A ComRes poll conducted among a representative sample of 2058 British adults for the Internet Watch Foundation (IWF) shows the vast majority of people in Britain
think that child sexual abuse content ("child pornography") (91%) and computer generated images or cartoons of child sexual abuse (85%) should be removed from the internet.
83% are 'concerned' about child pornography with 74% saying they are 'very concerned'.
77% are 'concerned' about computer generated images or cartoons of child sexual abuse;
73% are 'concerned' about terrorist websites;
68% are 'concerned' about very extreme/violent pornography;
62% are 'concerned' about hate websites (racist or homophobic);
61% are 'concerned' about suicide websites;
51% are 'concerned' about eating disorder websites.

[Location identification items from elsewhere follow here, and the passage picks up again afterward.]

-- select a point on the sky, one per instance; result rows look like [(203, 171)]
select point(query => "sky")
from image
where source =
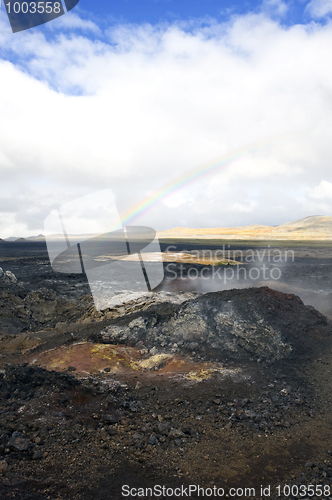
[(194, 113)]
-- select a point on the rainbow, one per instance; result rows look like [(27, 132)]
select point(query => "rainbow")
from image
[(191, 176)]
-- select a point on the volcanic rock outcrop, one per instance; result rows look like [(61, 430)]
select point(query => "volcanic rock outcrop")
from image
[(257, 323)]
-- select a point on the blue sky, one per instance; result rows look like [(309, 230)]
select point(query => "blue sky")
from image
[(131, 95), (155, 11)]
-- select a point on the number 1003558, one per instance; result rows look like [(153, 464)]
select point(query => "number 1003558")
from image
[(33, 7)]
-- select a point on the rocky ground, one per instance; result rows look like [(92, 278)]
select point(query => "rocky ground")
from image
[(230, 389)]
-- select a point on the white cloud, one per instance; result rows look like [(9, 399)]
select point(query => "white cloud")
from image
[(144, 105), (323, 190)]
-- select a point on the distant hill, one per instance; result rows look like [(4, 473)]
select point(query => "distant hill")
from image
[(315, 227)]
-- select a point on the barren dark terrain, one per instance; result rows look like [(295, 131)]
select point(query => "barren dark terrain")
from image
[(230, 388)]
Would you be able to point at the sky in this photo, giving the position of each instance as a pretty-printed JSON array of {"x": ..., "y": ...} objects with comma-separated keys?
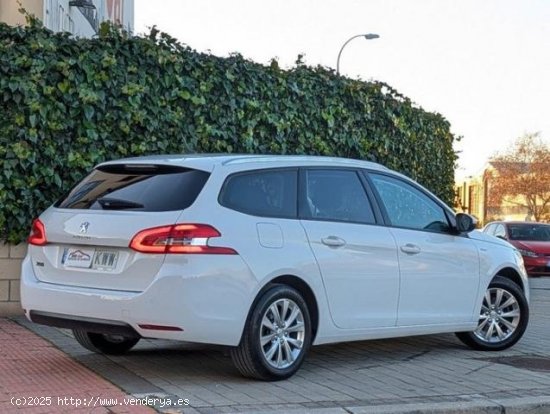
[{"x": 483, "y": 65}]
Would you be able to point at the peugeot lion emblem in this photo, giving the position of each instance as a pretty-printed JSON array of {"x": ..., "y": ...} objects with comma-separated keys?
[{"x": 84, "y": 227}]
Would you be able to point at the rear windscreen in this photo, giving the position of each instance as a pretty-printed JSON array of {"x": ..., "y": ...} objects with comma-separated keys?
[{"x": 136, "y": 188}]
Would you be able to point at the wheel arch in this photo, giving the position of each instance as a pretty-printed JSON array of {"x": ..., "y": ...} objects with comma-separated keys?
[
  {"x": 303, "y": 288},
  {"x": 513, "y": 275}
]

The survey also revealed some differences in views between men and women, with women being more concerned than men across all categories of material:
Photographic child sexual abuse
Computer-generated images or cartoons of child sexual abuse
Very extreme/violent pornography
Hate websites, eg, racist/homophobic
Websites promoting suicide
Websites encouraging eating disorders
Throughout the whole of 2012, the Internet Watch Foundation logged just 73 UK webpages hosting child sexual abuse images or videos. This compares to 9,477 hosted in other countries around the world.